This post was originally posted and written by Education Dive
With experts predicting and school leaders expecting significant student learning loss because of school closures, advocates, researchers and others stepped up efforts this week to emphasize the role that out-of-school-time programs play in minimizing the damage.
On Thursday, for example, the Afterschool Alliance, the Boys and Girls Clubs and other organizations will hold an afternoon virtual town hall event to draw attention to how after-school and summer programs can be part of economic recovery and provide ongoing learning experiences for students.
“After-school programs and after-school staff are the best-situated people to be addressing the concerns we have about … kids and this isolation that they are facing,” Jodi Grant, the executive director of the Afterschool Alliance said Tuesday during a virtual Congressional briefing. She added that out-of-school program providers are part of restarting the economy. “Parents can’t return to work if their kids are home or home every other day.”

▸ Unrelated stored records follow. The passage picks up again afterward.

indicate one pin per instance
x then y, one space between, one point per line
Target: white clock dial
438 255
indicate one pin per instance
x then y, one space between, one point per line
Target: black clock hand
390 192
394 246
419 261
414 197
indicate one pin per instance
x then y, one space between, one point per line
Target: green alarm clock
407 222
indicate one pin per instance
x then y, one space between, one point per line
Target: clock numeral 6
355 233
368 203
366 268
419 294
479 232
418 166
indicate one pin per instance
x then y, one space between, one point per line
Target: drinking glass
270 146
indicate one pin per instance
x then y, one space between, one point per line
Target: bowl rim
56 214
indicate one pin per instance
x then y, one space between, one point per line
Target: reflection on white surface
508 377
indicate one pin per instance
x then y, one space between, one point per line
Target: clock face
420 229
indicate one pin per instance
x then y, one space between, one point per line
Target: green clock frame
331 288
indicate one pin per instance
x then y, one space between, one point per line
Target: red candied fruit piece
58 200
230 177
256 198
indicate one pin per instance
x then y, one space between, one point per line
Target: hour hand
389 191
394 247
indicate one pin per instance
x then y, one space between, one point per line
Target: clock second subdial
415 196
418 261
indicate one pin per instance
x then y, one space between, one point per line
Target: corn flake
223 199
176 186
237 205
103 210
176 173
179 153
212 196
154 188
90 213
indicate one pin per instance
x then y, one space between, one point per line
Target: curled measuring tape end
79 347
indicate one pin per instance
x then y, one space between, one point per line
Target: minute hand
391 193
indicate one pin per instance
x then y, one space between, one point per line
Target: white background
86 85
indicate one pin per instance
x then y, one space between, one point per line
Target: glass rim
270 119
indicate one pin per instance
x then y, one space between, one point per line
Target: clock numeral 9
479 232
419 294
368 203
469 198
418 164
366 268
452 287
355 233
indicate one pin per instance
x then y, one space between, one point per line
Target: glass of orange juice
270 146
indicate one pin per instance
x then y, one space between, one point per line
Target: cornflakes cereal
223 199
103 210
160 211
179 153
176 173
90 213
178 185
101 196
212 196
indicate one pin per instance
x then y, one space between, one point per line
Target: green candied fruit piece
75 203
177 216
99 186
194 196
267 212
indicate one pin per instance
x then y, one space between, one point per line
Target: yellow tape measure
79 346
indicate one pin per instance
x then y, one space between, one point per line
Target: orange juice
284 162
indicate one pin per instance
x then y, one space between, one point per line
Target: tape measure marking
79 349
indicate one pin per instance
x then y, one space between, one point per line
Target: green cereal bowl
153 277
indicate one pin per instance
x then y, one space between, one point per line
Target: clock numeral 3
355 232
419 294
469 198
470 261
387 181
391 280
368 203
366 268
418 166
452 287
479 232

The Coronavirus Aid, Relief and Economic Security Act, passed in March, included more than $13 billion for K-12 schools, which districts can use to support summer programming. Governors also have discretion in using almost $3 billion in additional relief funds for either K-12 or higher education.
Meanwhile, out-of-school-time programs have “risen to the moment,” Grant said, and have been working well beyond the normal 3-6 p.m. time slot to offer virtual learning, as well as handle meal and learning packet distribution. But she added 75% of programs surveyed have reported they are “at risk of closing permanently or laying off staff.”
In New York City, for example, advocates with the Campaign for Children, a nonprofit, estimate 175,000 children and youth would be affected by $175 million in proposed cuts to some city summer programs.
“These devastating cuts to youth summer programs will disproportionately impact the communities that have suffered the most during the COVID-19 pandemic and continue to exacerbate existing inequities,” Sharon Greenberger, president and CEO of the YMCA of Greater New York, said in a press release.
‘A time of elevated risk’
The expectations for what summer programs can accomplish are also extremely high this year. Tanji Reed Marshall, the director of P-12 practice at The Education Trust, a nonprofit, said during a National Summer Learning Association press briefing Wednesday that summer will be “the opportunity” to not only make up for missed learning during school closures, but to also focus on new learning in preparation for fall and provide additional enrichment for students.